LO ZOO DI VETRO: NOTE DI REGIA
Prima di lamentarci delle guerre che insanguinano il mondo dovremmo guardarci in faccia, nello specchio del nostro salotto?, questo sembra dirci Tennessee Williams con Lo zoo di vetro. La sua è una visione feroce, lucida, vissuta in prima persona, di un interno familiare bombardato dall’egoismo come unica chiave d’interpretazione del mondo, come unico, disperato ormeggio per la sopravvivenza.

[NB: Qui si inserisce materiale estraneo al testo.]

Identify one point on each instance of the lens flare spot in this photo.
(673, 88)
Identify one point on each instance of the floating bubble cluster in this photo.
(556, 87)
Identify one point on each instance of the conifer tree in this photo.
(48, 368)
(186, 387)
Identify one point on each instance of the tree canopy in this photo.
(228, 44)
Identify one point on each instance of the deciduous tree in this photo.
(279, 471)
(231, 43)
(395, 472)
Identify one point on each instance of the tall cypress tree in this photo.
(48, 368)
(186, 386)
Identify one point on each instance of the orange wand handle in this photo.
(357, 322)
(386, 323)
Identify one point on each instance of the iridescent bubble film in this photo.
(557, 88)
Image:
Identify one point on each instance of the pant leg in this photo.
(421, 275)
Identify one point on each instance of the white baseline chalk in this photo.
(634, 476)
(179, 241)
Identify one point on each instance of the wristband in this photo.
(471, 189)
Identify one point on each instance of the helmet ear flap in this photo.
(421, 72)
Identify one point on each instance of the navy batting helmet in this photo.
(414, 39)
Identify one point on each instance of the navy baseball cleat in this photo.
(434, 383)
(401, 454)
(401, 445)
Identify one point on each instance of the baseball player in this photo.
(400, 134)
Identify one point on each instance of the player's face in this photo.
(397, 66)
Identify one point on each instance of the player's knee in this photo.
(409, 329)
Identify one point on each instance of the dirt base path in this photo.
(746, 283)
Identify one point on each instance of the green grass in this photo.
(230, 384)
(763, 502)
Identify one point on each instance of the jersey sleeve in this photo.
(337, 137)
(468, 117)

Ma i Wingfield, più che sopravvissuti, sono dei mai-vissuti: abbandonati dal padre, senza mezzi economici, minacciati dalla distruzione di una rispettabilità piccolo borghese, di una middle class assunta a modello planetario, continuano ad umiliare i propri sogni, inevitabilmente, con metodica tensione autodistruttiva. La famiglia Wingfield è una famiglia che ha fallito nelle sue aspettative e, come spesso accade nelle dinamiche familiari, non tanto per drammatici eventi esterni ma per incapacità profonda ad accettarsi e ad amare. Ecco questi caratteri, per certi aspetti estremi, e nello stesso tempo così reali in molti nuclei familiari, si muovono come spettri sulla scena con l’unico scopo di preservare un’idea d’identità.
The play is memory. In memory everything seems to happen to music. T.W.

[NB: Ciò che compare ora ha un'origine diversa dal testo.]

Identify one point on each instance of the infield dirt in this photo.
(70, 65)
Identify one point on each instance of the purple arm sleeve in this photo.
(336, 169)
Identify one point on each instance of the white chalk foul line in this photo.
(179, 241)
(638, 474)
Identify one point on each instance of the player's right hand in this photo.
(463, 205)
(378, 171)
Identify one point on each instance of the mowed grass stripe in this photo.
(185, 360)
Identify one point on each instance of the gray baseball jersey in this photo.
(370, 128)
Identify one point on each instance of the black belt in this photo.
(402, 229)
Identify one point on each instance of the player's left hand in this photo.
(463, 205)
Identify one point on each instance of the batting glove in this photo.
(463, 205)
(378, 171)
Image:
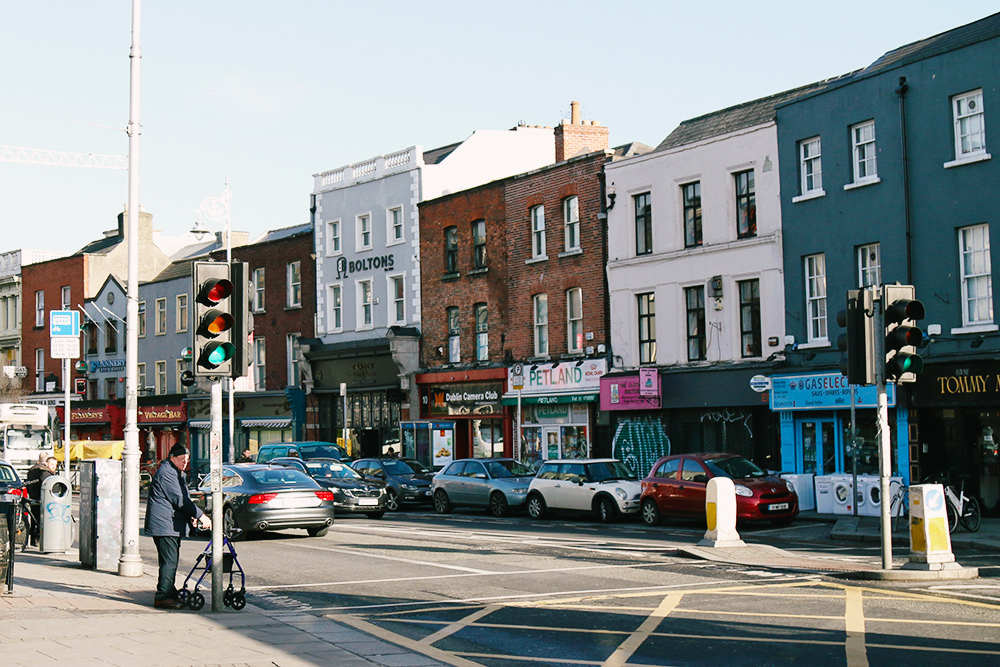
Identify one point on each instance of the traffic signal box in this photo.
(902, 336)
(858, 340)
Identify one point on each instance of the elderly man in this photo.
(169, 510)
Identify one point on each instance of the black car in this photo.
(351, 492)
(406, 480)
(264, 497)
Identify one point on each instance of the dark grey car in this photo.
(406, 480)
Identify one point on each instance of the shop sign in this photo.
(107, 365)
(564, 376)
(465, 399)
(624, 393)
(823, 391)
(161, 413)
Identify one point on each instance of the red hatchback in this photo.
(676, 488)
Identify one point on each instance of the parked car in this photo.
(351, 492)
(606, 487)
(406, 480)
(499, 485)
(676, 487)
(264, 497)
(306, 450)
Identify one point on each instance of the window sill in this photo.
(863, 183)
(978, 157)
(974, 328)
(815, 194)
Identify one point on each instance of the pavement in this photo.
(61, 612)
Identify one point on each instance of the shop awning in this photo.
(510, 398)
(266, 423)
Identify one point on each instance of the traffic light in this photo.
(243, 325)
(858, 340)
(902, 336)
(213, 318)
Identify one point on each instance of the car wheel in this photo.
(650, 512)
(607, 510)
(391, 500)
(498, 504)
(229, 526)
(441, 503)
(536, 506)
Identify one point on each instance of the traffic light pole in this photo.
(215, 478)
(885, 442)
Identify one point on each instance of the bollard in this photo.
(930, 541)
(720, 514)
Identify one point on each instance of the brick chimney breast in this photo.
(577, 137)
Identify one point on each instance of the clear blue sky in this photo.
(269, 93)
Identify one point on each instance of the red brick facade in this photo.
(48, 277)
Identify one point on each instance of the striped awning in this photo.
(266, 423)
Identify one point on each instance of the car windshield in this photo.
(277, 477)
(330, 470)
(318, 451)
(508, 468)
(736, 467)
(604, 471)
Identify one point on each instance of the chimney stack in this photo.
(577, 137)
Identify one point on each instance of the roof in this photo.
(437, 155)
(952, 40)
(748, 114)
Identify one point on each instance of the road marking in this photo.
(625, 650)
(854, 625)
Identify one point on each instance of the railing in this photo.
(377, 167)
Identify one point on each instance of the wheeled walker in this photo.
(194, 599)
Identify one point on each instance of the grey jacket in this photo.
(169, 509)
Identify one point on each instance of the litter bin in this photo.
(57, 516)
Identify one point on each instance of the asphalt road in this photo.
(470, 589)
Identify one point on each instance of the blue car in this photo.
(498, 485)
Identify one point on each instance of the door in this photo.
(819, 446)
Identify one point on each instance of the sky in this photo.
(267, 94)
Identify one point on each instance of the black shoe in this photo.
(167, 603)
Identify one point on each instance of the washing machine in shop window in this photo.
(824, 494)
(871, 490)
(803, 486)
(844, 496)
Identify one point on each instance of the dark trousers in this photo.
(168, 549)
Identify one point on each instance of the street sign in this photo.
(64, 323)
(65, 347)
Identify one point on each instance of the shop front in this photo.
(471, 400)
(957, 426)
(557, 403)
(815, 425)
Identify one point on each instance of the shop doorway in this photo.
(819, 446)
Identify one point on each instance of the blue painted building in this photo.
(887, 176)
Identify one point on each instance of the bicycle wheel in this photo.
(952, 517)
(972, 515)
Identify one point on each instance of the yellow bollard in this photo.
(720, 514)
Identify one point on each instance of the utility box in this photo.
(56, 530)
(100, 513)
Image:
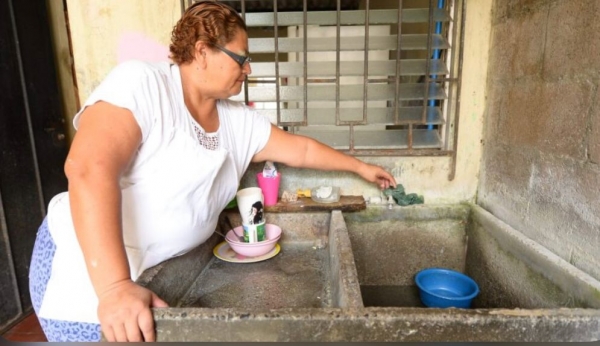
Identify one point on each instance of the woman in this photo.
(158, 154)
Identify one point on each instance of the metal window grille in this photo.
(309, 63)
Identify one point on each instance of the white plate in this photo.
(224, 252)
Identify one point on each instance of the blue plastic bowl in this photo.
(445, 288)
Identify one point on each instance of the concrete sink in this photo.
(350, 277)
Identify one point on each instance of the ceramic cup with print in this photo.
(251, 205)
(255, 233)
(269, 187)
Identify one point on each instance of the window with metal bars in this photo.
(309, 59)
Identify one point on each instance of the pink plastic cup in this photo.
(270, 187)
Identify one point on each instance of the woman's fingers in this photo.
(120, 335)
(108, 333)
(146, 324)
(133, 330)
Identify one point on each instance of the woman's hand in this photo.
(377, 175)
(124, 312)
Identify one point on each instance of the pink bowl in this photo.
(254, 249)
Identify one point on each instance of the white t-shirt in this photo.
(172, 192)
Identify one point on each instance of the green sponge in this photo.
(402, 198)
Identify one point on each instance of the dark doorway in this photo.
(33, 146)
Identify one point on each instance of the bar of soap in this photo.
(325, 194)
(324, 191)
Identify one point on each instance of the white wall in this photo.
(105, 32)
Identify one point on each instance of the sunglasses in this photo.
(240, 59)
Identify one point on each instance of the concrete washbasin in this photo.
(350, 277)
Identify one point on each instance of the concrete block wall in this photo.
(541, 156)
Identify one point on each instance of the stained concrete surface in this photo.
(552, 318)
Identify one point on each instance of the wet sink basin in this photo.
(350, 277)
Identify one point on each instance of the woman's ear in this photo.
(200, 50)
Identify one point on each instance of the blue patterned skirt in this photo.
(39, 274)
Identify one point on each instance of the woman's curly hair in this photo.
(209, 21)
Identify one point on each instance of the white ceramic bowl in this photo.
(254, 249)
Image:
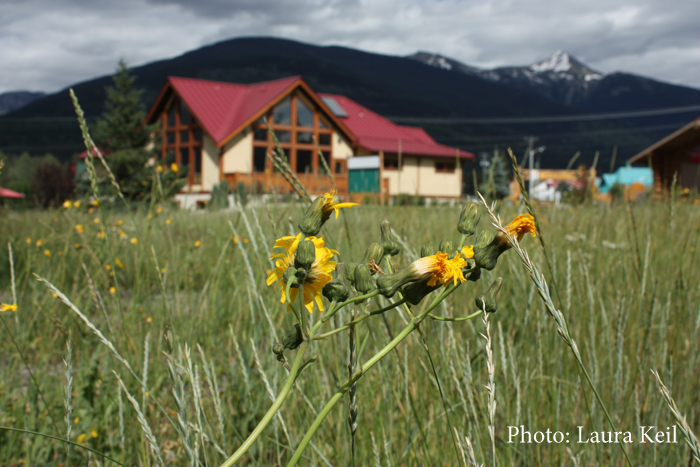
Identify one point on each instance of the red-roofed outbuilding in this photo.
(217, 130)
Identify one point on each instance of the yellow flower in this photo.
(440, 269)
(468, 251)
(5, 307)
(521, 225)
(319, 274)
(333, 206)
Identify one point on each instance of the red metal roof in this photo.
(5, 193)
(221, 108)
(376, 133)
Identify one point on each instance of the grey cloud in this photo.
(49, 44)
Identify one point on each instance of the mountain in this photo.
(563, 79)
(400, 88)
(13, 100)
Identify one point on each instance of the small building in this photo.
(218, 131)
(677, 153)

Ma l’elemento che più mi ha colpito ed affascinato nel testo di Williams è la collocazione scenica, ampiamente segnalata dalla prefazione dell’autore ma generalmente dimenticata dagli allestimenti teatrali classici, di questo frammento naturalista. Una collocazione affatto naturale appunto, ma metafisica. L’impietosa scrittura dei dialoghi, così verosimili e dettagliati, viene collocata da Williams stesso nello spazio astratto, senza muri, senza interni piccolo borghesi, senza decor, della memoria. La memoria del narratore – figlio Tom (sorta di doppio dichiaratamente autobiografico dell’autore) diventa così eco di una memoria più grande, che ci comprende. I conflitti madre-figlio, sottratti alla polverosa presunta verosimiglianza dei fondali teatrali dipinti, si trasformano in voce primitiva, sotterranea ed inconscia, voce di un dormiveglia dai confini dilatati in cui le relazioni fra i personaggi collocati in un vuoto carico di segni (sempre su indicazioni di Williams proiezioni, musica, scritte ecc.) perdendosi, si definiscono.

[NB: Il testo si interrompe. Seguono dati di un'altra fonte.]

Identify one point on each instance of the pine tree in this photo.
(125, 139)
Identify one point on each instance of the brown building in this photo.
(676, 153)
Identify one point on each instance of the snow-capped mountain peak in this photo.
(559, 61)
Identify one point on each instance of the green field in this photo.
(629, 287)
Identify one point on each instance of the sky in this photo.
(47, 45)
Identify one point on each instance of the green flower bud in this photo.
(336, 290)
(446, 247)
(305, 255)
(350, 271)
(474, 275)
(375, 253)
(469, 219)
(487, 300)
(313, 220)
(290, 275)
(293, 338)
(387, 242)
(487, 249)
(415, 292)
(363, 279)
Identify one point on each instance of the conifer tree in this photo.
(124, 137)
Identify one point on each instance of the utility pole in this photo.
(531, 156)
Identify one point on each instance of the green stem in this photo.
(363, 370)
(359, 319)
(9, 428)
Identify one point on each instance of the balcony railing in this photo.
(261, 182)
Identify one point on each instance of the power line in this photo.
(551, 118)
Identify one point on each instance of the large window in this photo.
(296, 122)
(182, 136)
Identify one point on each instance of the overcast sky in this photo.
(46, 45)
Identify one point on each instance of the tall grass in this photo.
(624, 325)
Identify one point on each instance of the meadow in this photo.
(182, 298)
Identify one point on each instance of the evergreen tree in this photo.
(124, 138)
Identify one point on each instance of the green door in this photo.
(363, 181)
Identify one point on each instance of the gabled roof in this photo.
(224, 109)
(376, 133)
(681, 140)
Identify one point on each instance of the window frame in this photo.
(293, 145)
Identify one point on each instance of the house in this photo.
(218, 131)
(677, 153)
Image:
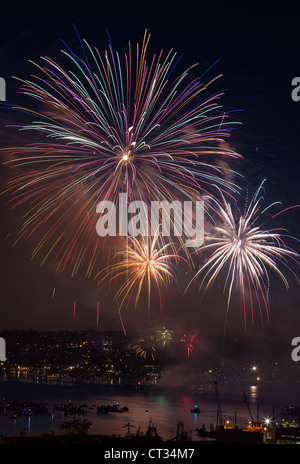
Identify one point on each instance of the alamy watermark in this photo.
(2, 89)
(184, 219)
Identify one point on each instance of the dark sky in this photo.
(258, 48)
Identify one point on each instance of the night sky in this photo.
(258, 48)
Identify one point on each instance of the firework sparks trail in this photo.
(111, 125)
(98, 312)
(247, 252)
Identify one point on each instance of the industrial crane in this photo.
(219, 410)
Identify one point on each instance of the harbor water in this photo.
(164, 406)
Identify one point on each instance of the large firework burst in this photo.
(247, 252)
(111, 125)
(143, 263)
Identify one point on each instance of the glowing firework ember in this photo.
(111, 125)
(143, 263)
(246, 251)
(190, 342)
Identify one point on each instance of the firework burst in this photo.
(190, 342)
(143, 263)
(111, 125)
(247, 252)
(145, 348)
(164, 336)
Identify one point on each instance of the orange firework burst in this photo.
(142, 263)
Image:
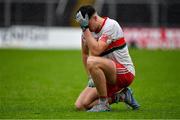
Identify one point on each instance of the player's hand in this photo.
(84, 22)
(90, 82)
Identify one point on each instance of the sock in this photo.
(103, 99)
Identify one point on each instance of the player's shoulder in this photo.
(112, 22)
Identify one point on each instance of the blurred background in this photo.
(44, 23)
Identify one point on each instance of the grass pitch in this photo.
(46, 83)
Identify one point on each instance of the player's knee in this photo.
(79, 106)
(92, 63)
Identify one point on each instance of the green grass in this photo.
(45, 84)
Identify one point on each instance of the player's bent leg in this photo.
(102, 71)
(86, 98)
(106, 65)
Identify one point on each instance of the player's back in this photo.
(117, 49)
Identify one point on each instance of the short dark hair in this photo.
(87, 9)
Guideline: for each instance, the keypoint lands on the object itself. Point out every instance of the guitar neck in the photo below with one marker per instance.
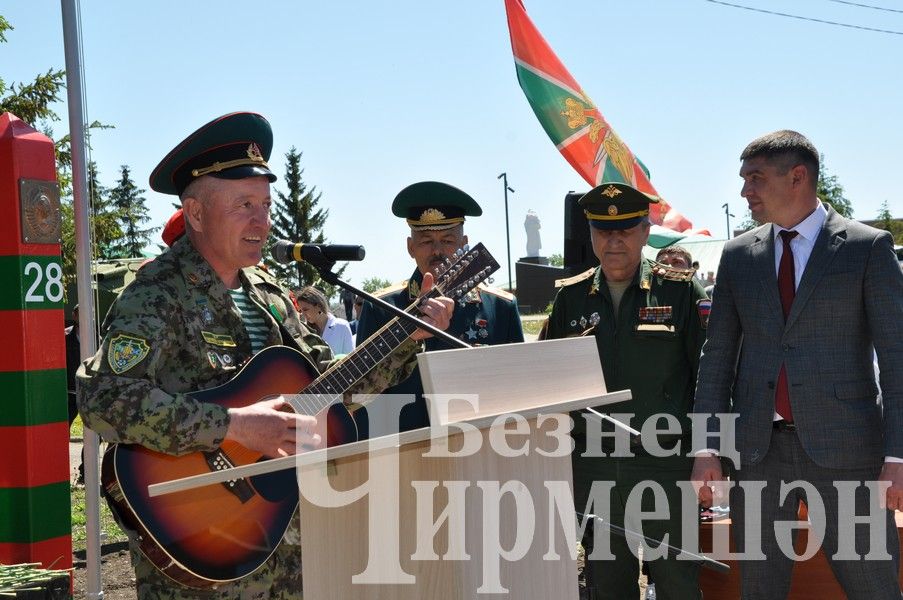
(332, 384)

Inoltre Williams, da scrittore cinematografico quale era, ci racconta tutto attraverso una sorta di soggettiva di Tom (non a caso amante del cinema come fuga attraverso il sogno) ed è il suo sguardo e sono i suoi flashback che ci conducono in questo labirintico percorso a ritroso. La voce di Tom, della narrazione, non segue infatti la linearità delle convenzioni teatrali ma si muove a flussi: è ?memoria che nasce dalla musica?.
Per questa ragione (mai così fedele prima d’ora alle indicazioni dell’autore) ho immaginato una grande scena vuota con un unico elemento gigantesco che l’attraversa: la spirale-tromba del grammofono da cui tutto nasce, si trasforma in immagine, e si perde. Mettere in scena questo testo è come mettere in scena un ossimoro ed è questa però, a mio avviso, la vera intuizione e la vera grandezza di Williams: la convivenza fra il minuscolo spazio interiore dei personaggi e la sua proiezione deflagrante nel buio. Per questa ragione, per sottolineare queste distanze, il modello recitativo su cui sto lavorando è più un modello cinematografico che teatrale. Il microfono è, come sappiamo, il microscopio con cui rivelare il primo piano emotivo, quindi nessuna voce impostata ma ricerca ed amplificazione innanzitutto dei silenzi e del respiro. In questa avventura, con questa impostazione, non poteva che essere assolutamente perfetta un attrice come Claudia Cardinale per il ruolo di Amanda. Il timbro della sua voce, prima ancora della sua maestria nel
saperlo utilizzare modulandolo dalle frequenze più gravi fino ai limiti dell’inaudibile, è già lo spettacolo.